At first the MX was to be carried on trucks that would shuffle around between hundreds of hardened installations covering a huge area of the desert somewhere, the idea being we could play a little 3-card monte with the Russians, they’d never know which bunkers held real missiles, so they would have to hit them all. That was rejected and it was decided to put them on railcars and keep moving them, presumably staying comfortably within the poorest neighborhoods. If you’ve ever ridden a passenger train you’ll know what I’m talking about. You don’t see a lot of mansions, you see a lot of junkyards and tumbledown shacks. Anyway, they gave up on that as well and adapted the missiles to Minuteman silos, which, I believe, was exactly the situation we were trying to avoid … but who cares? It’s only money. Between $400 and $700 million per MX, depending on who you listen to. About 100 were authorized, but fewer were built. Now, with the whole program due to be phased out this year under the terms of the (unratified) SALT II Treaty, I guess they’re just using them for practice. Otherwise they’d just be cut up for junk. This one was selected at random and trucked here with its crew.
But we didn’t get to see this warbird fly. We listened to the cryptic comments of launch control, with long gaps. We gazed into the thick fog and were informed that they were entering the final countdown. Then, almost an afterthought, somebody muttered “launch.” What? Did that mean it just left? No more info was forthcoming until the low rumble reached us about 20 seconds later. Loud, but not as loud as a Delta.
What we didn’t see (and what you didn’t see either, come to think of it): The MX was ejected out of its underground canister by pressurized steam. At about 300 feet it was nearly motionless as the engine ignited. Then it took off like a bat out of Hell. Or maybe a bat returning to Hell. About 30 minutes later the 10 warheads streaked down like a meteor shower over Kwajalein Atoll in the Pacific.
I love rockets and would have loved to have seen this launch, but not all rockets are created equal. Our previous two launches have been for NASA, and the sense of exhilaration was huge.
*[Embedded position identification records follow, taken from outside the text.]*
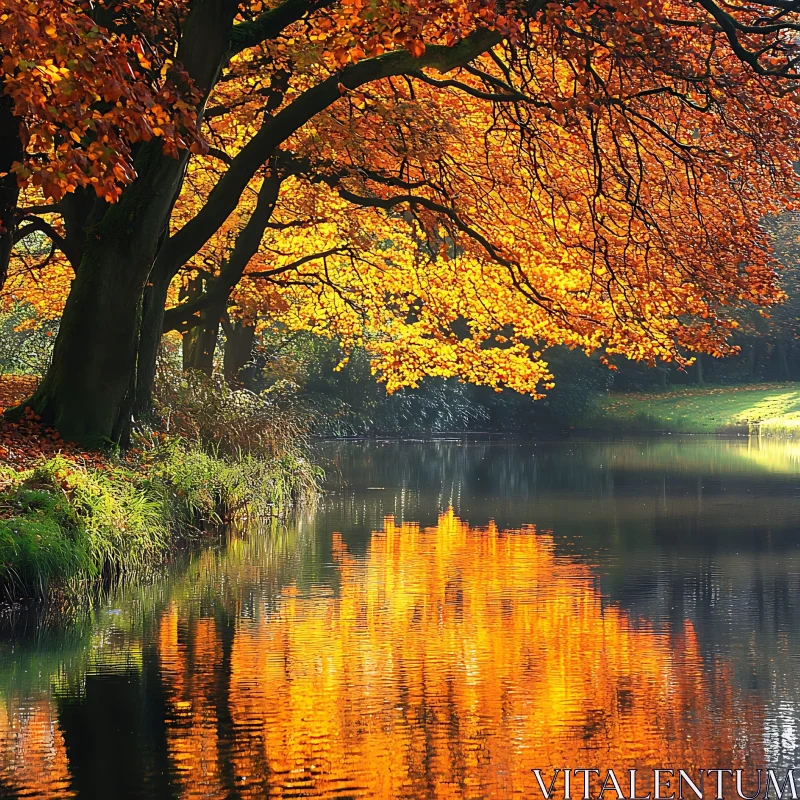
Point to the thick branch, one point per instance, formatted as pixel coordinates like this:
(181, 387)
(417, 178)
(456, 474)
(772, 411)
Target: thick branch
(247, 244)
(224, 197)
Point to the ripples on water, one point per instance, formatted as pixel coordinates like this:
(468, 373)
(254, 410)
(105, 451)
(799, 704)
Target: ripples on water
(452, 617)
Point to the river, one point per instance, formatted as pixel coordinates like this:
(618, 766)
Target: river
(449, 618)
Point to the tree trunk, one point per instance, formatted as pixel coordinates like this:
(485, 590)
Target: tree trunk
(88, 391)
(783, 364)
(238, 363)
(10, 151)
(698, 370)
(205, 345)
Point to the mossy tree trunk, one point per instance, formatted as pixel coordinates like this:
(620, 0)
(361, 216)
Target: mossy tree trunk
(88, 392)
(10, 151)
(239, 367)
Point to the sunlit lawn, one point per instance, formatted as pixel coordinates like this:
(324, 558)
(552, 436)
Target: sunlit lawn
(775, 407)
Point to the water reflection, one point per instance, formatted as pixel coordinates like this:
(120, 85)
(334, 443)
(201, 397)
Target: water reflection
(362, 653)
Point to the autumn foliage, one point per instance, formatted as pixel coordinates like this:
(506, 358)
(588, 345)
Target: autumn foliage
(453, 185)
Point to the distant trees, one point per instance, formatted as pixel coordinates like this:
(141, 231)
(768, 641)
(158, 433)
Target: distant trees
(453, 185)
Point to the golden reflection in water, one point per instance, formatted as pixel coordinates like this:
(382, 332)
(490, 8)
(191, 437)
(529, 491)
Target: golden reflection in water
(449, 662)
(33, 759)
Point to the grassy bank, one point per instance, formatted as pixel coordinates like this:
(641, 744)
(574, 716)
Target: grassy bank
(771, 409)
(71, 518)
(64, 524)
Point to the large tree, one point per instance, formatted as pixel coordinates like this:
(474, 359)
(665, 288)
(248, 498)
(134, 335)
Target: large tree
(517, 172)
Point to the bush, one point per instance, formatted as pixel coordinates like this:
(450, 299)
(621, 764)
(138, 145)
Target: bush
(205, 410)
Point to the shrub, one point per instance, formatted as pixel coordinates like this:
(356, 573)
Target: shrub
(205, 410)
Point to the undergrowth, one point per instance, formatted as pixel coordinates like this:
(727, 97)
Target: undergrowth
(63, 524)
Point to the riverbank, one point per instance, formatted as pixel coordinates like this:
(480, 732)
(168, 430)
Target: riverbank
(768, 409)
(73, 519)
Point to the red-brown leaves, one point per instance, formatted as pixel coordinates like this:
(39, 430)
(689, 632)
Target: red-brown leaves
(85, 94)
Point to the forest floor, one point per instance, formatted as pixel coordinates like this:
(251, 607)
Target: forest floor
(770, 409)
(72, 519)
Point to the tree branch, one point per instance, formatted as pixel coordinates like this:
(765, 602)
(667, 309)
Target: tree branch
(224, 197)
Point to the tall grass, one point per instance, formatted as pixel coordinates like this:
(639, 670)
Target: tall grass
(65, 525)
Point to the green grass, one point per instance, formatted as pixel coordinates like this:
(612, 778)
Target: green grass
(63, 525)
(772, 409)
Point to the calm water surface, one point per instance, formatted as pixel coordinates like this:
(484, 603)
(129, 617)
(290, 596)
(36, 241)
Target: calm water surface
(451, 616)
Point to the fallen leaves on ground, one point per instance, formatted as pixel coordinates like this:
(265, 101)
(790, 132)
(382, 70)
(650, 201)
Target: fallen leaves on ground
(24, 443)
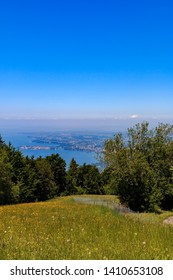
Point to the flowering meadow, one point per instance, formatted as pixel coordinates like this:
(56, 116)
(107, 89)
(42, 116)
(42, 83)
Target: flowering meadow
(63, 229)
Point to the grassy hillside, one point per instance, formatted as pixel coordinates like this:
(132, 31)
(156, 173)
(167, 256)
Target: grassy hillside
(64, 229)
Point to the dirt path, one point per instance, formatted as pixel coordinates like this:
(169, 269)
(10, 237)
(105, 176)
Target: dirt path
(113, 205)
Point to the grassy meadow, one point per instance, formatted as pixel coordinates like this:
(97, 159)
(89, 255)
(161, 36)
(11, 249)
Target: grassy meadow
(65, 229)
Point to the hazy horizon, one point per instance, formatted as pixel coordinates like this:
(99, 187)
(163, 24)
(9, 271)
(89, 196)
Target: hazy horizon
(90, 64)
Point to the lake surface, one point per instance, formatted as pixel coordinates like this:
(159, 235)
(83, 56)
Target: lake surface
(19, 139)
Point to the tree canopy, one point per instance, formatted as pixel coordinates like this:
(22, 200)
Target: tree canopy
(142, 166)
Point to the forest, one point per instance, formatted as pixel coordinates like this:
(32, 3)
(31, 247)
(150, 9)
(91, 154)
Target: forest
(139, 170)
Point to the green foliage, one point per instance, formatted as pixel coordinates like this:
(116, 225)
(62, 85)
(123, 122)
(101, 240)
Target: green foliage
(24, 179)
(141, 167)
(89, 179)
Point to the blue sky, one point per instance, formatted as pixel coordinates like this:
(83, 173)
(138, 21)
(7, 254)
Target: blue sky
(78, 60)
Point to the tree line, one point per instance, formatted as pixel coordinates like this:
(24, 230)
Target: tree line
(24, 179)
(139, 169)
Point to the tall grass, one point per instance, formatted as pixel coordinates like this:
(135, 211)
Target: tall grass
(64, 229)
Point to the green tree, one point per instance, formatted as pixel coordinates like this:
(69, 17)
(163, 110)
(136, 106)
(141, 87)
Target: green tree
(58, 168)
(141, 166)
(71, 187)
(89, 180)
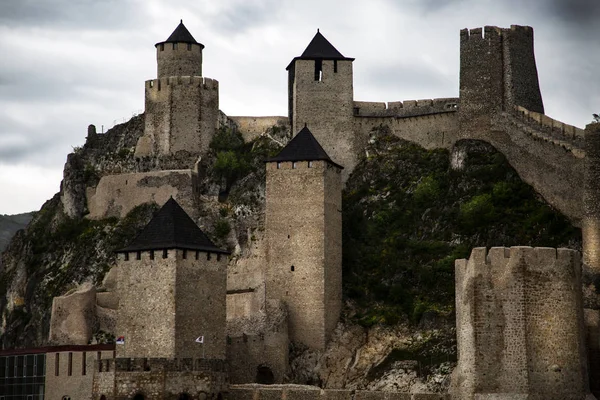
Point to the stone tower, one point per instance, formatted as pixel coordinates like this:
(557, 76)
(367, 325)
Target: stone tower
(304, 238)
(519, 325)
(320, 95)
(172, 289)
(182, 107)
(497, 72)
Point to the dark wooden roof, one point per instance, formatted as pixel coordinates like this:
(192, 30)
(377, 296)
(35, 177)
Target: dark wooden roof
(303, 147)
(172, 228)
(181, 35)
(320, 48)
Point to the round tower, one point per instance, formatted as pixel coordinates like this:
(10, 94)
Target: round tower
(179, 55)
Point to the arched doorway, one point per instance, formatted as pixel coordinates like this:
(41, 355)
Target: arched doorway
(264, 375)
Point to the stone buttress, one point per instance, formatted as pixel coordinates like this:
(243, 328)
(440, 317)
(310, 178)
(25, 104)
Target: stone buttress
(519, 322)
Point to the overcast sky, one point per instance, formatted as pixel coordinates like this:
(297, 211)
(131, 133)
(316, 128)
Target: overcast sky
(65, 64)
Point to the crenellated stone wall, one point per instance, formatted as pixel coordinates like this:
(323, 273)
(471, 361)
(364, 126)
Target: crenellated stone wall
(519, 322)
(301, 392)
(182, 114)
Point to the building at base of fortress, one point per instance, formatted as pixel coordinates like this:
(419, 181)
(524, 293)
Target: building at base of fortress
(190, 326)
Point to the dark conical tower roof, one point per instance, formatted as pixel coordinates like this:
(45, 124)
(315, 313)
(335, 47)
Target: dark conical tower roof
(172, 228)
(303, 147)
(320, 48)
(181, 35)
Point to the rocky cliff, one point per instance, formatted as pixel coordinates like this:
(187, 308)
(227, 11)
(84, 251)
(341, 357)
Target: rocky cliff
(408, 214)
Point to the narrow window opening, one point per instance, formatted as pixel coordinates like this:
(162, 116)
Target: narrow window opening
(318, 70)
(83, 361)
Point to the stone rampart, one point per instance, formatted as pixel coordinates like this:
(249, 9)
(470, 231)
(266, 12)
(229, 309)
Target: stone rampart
(406, 108)
(553, 167)
(302, 392)
(253, 127)
(430, 131)
(182, 114)
(519, 322)
(116, 195)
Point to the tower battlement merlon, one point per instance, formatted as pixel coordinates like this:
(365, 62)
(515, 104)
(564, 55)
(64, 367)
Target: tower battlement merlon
(199, 81)
(536, 258)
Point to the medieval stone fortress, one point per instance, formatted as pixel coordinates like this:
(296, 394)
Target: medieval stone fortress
(190, 326)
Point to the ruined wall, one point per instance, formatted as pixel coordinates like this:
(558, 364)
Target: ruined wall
(298, 208)
(590, 225)
(406, 108)
(166, 303)
(116, 195)
(159, 379)
(430, 131)
(300, 392)
(182, 114)
(326, 107)
(70, 373)
(253, 127)
(519, 322)
(178, 59)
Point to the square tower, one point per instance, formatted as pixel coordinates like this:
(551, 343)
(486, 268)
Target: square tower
(172, 289)
(304, 238)
(321, 95)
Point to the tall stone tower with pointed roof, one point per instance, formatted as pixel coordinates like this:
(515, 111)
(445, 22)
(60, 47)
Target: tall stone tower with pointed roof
(172, 289)
(304, 238)
(182, 107)
(321, 95)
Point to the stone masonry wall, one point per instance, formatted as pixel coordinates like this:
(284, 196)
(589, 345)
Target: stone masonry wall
(166, 303)
(520, 325)
(116, 195)
(300, 392)
(253, 127)
(295, 219)
(182, 114)
(178, 59)
(326, 107)
(430, 131)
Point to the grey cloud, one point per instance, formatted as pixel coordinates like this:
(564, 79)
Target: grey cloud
(70, 14)
(243, 17)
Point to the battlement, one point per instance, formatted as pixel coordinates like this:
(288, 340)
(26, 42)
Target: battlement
(535, 259)
(199, 81)
(493, 32)
(406, 108)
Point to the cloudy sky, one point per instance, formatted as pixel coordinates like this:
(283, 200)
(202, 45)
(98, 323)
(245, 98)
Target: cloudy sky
(65, 64)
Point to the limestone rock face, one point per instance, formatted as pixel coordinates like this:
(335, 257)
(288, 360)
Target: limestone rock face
(379, 358)
(73, 316)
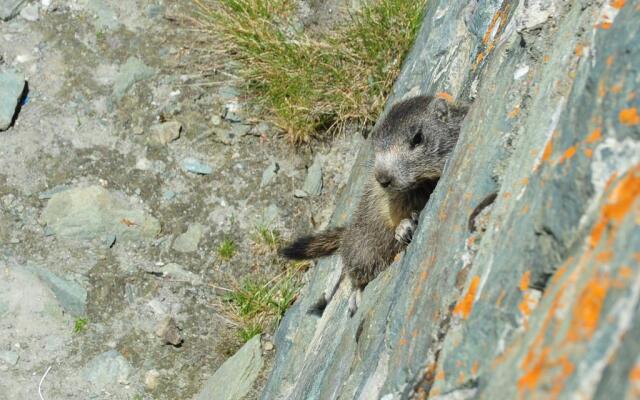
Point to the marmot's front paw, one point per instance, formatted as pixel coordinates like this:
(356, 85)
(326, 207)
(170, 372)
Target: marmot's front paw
(405, 229)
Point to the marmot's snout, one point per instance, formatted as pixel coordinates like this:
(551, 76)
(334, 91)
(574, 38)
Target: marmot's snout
(386, 171)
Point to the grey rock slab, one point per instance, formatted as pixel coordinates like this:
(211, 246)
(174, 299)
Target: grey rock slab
(166, 132)
(71, 296)
(188, 241)
(169, 332)
(131, 72)
(11, 88)
(95, 213)
(10, 8)
(9, 357)
(313, 181)
(31, 12)
(269, 173)
(196, 166)
(234, 379)
(107, 369)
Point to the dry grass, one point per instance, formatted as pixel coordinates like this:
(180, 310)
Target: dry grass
(312, 86)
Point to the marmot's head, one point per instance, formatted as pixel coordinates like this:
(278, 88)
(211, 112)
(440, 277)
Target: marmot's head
(414, 141)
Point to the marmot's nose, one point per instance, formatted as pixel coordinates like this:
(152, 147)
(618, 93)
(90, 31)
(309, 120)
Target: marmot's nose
(383, 178)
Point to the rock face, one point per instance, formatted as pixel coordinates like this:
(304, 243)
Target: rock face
(11, 88)
(234, 379)
(541, 300)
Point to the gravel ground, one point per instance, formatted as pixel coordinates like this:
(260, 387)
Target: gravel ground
(121, 174)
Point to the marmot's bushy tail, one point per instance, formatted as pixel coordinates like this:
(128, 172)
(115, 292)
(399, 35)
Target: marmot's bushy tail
(320, 245)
This time, as I listened to the rumble die away, I thought this is what the end of the world will sound like. You have about an hour to get your affairs in order, do all those things you neglected to do, find the ones you love and tell them you wish you had told them more often that you love them.
Or not. More likely not.
On the way out we stopped to watch a doe and her fawn get out of our way, and then a bigger deer bounded along beside us in the fog. Peace is a wonderful thing.